Currents of profound unrest are once more galvanizing this land, and Jason Ringenberg, with nonpareil timing, has just arrived with a top-of-the-line voltameter entitled Empire Builders.

Its political content notwithstanding, the 11-track CD (the fourth solo effort from the king of the cowpunks) scarcely signals his departure from alt-country for polemics—he may be crazy but he ain’t no fool. No, the new Yep Roc disc still boasts Ringenberg’s gonzo twang and often impish arrangements and ranges from ballads to rockers, among them Merle Haggard’s “Rainbow Stew,” the first of two covers here; “Link Wray,” a blazing paean to that rumblin’, ramblin’, rawhide-tough guitarist; and “Half the Man,” a tribute to Ringenberg’s father.

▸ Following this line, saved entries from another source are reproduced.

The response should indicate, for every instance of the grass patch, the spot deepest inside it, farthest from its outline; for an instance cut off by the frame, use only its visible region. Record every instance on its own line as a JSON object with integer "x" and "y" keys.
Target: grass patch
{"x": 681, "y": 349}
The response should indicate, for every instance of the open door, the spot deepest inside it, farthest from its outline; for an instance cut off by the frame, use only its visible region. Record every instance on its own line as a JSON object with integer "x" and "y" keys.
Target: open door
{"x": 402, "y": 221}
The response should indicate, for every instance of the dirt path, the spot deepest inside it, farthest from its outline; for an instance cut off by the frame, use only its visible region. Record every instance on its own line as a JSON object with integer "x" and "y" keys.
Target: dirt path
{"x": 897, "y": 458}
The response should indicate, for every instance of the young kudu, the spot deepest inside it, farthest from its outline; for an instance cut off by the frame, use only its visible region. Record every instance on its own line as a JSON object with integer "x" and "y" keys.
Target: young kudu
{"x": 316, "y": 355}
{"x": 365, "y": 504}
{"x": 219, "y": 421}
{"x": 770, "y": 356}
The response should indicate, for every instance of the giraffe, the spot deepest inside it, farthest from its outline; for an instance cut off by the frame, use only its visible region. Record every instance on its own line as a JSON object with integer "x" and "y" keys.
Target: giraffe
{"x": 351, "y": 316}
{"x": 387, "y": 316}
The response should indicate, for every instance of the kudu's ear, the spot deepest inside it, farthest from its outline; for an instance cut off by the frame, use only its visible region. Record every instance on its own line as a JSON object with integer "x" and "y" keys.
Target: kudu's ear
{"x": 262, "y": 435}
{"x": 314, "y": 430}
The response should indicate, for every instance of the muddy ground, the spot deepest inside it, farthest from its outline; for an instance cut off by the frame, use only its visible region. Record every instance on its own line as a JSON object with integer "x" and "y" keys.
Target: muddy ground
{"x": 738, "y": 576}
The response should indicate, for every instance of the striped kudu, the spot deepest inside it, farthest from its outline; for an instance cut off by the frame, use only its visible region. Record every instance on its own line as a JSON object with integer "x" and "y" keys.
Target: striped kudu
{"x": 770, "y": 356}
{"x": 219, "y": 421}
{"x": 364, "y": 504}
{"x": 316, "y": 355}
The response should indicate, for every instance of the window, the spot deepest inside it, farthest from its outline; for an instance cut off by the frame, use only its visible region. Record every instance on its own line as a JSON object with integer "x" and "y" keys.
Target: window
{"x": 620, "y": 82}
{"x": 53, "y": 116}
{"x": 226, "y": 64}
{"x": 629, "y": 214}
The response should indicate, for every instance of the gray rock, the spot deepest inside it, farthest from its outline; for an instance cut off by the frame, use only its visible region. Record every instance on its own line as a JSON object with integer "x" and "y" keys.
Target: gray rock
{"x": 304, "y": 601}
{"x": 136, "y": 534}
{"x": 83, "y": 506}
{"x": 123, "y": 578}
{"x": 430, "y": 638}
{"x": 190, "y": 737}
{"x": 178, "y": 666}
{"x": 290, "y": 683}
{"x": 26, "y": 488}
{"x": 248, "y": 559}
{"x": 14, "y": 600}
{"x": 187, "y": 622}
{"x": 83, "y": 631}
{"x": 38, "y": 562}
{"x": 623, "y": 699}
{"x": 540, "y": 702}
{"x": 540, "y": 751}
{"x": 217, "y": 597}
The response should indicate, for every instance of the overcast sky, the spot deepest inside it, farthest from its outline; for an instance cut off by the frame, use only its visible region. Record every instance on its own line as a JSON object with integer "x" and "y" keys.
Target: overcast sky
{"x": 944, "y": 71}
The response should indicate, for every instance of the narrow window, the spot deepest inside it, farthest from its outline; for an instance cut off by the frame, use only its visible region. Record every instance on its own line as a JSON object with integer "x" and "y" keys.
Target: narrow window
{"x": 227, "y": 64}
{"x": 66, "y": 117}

That said, righteous anger slices like a straight razor through the majority of these songs. Abiding socioeconomic concerns inform “Chief Joseph’s Last Dream,” “New-Fashioned Imperialist,” and “Tuskegee Pride.” On seeing the Stars and Bars topping a barn overseas, meanwhile, Ringenberg, in “Rebel Flag in Germany,” drawls, “Hell I don’t even want to see that flag in Tennessee.” Otherwise, book-ending Empire Builders are “American Question” and the spoken-word “American Reprieve,” two scathing gems of musical protest. “Yes we can bomb most any land/On CNN with marching bands,” Ringenberg intones on the latter over a beatnik vibe. “Pour ourselves an ice cold Coke/Make a war and tell a joke.” The disc, in short, will likely incense those who see introspection as irresolution, dissent as sedition, protest as treason.

Their loss. Not merely a stunning new release by an Americana artist, Ringenberg’s Empire Builders ranks as a stunning new release by an American artist. In these increasingly troubled and troubling times, one can only hope a significant number of other Americans pay heed to the message in his new music.